また、上記した遊技媒体貸出機は、左右いずれか一方の遊技台に対して専用(各遊技台毎)となっているために、限られた遊技島のスペースに遊技台と遊技媒体貸出機とを交互に配設した場合には、遊技客は専用の遊技媒体貸出機となるので貸出し操作が容易になる反面、遊技店にとっては遊技媒体貸出機が遊技台毎に配置されるため、必然的に遊技台そのものの設置台数が減り1店舗当たりの売り上げ効率が抑制される問題があった。
【0003】
そこで、上記問題を解決しようとした遊技媒体貸出機(玉貸機)が例えば、実開平3−122888号公報(以下、先行技術1という)にて開示されている。

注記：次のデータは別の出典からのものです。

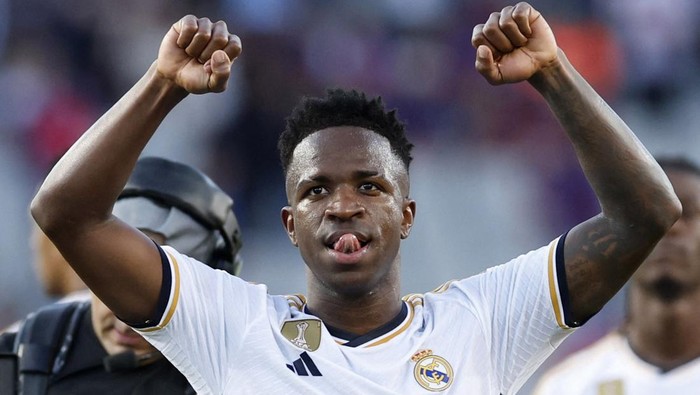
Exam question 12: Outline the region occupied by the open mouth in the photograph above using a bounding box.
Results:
[326,233,369,254]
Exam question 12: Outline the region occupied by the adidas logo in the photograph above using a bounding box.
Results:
[287,351,323,376]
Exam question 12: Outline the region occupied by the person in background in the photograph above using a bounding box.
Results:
[31,2,681,395]
[534,157,700,395]
[0,157,241,395]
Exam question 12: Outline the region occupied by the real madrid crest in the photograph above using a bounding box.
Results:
[411,350,454,392]
[281,319,321,351]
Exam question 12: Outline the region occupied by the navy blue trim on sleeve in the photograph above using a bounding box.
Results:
[122,244,173,329]
[555,231,590,328]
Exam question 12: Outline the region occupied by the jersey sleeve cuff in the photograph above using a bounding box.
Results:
[547,232,587,329]
[124,245,177,330]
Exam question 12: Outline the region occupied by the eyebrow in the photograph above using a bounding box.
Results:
[296,170,380,189]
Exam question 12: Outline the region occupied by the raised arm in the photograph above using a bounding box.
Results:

該先行技術1の玉貸機の構成を記すれば、正面パネルの上下に、それぞれ左右の遊技台に対応した貨幣挿入口を備え、上下のいずれかの貨幣挿入口に貨幣が挿入された場合に、対応する遊技台に遊技媒体をノズルから払出すように成している。
【0004】
また、上記の先行技術1においては、貨幣挿入口を上下に設けたものであるが、遊技媒体貸出機に左右2つの貨幣挿入口を備えた貨幣識別機を配設し、それぞれの貨幣挿入口を左右の遊技台に対応させて、貨幣が挿入された側の遊技台に遊技媒体を払出すようにした台間玉貸機の貨幣識別機が、特許第2966191(以下、先行技術2という)及び特公平6−77628(以下、先行技術3という)にて開示されている。
【0005】
【発明が解決しようとする課題】
しかしながら、上記先行技術1の玉貸機は、実質的に左右の遊技台専用の貨幣識別機を2台分個別に設置しなくてはならず、玉貸機そのものの製品コストがアップしてしまったり、貨幣識別機の故障やトラブルも2台分、招く恐れがあった。
【0006】
また、上記先行技術2又は先行技術3に開示されている台間玉貸機の貨幣識別機は、左右の貨幣挿入口と単一の貨幣搬送路とを連通させる左右の誘導路の切替手段に係るものであり、左右のいずれかの貨幣挿入口に貨幣が挿入された場合に、対応する誘導路を選択的に貨幣搬送路と連通さ、他方を遮断するようにしたものである。上記、誘導路切替手段はアクチュエータやフラッパー等のメカニカルなものであるために、長年の使用で疲弊し故障の原因(要因)となる課題を有していた。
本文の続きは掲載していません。